Il Guruni è un piatto cotto a fuoco lento a base di radici invernali come il daikon (ravanello bianco giapponese), il ninjin (carota) e il satoimo (taro), facilmente reperibili nella prefettura di Kochi. In passato, quando il cibo era più difficile da reperire, si preparava una grande quantità di cibo utilizzando le verdure disponibili e riscaldandolo ripetutamente per diversi giorni. La parola "guru" significa "compagni" o "tutti" nel dialetto Tosa.

Tradizionalmente il piatto veniva preparato con sei ingredienti, ispirati ai sei personaggi del canto buddista Namu Amida Butsu (南無阿弥陀仏).

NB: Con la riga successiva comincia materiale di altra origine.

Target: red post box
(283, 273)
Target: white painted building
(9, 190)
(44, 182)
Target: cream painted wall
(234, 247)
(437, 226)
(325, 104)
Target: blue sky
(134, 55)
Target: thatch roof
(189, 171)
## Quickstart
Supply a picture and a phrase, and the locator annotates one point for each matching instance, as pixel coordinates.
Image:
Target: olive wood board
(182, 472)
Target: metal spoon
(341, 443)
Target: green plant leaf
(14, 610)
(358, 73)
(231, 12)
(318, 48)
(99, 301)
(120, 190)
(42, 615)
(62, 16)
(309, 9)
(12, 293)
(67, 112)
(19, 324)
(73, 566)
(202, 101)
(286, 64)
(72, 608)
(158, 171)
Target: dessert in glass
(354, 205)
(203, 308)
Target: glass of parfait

Guruni offre una ricca combinazione di umami provenienti da vari ingredienti.

Katsuo no tataki
Katsuo no tataki

Kochi è famosa per la sua raccolta di katsuo, palamita, un pesce carnoso della famiglia del tonno. Katsuo ha due stagioni. La carne è magra in primavera e in autunno è un pesce grasso dopo aver trascorso l'estate nelle acque del nord. Uno stile di tataki brucia la carne esterna lasciando l'interno crudo. In Kochi quella scottatura viene tradizionalmente eseguita sulle fiamme della paglia bruciata, dando un contrasto nella consistenza e un caratteristico esterno fumoso. Katsuo no tataki è ciò che i pescatori mangiavano come pasto per il personale sui pescherecci. Si dice che il metodo tataki sia iniziato prima che fossero disponibili le tecniche di refrigerazione e conservazione. Scottare la carne aiuta a ridurre la pescosità associata al katsuo.

Tataku in giapponese significa colpire. Durante la cottura aggiungere sale o una salsa alla carne pestata sarà meglio assorbita. Katsuo no tataki è ora consumato in tutto il Giappone. All'interno della prefettura di Kochi la ricetta cambia leggermente nelle diverse regioni.

La cucina Tataki ryouri a Kochi è una tecnica di cottura utilizzata anche per murene, altri frutti di mare, carne e persino verdure come funghi shiitake e zucca kabocha.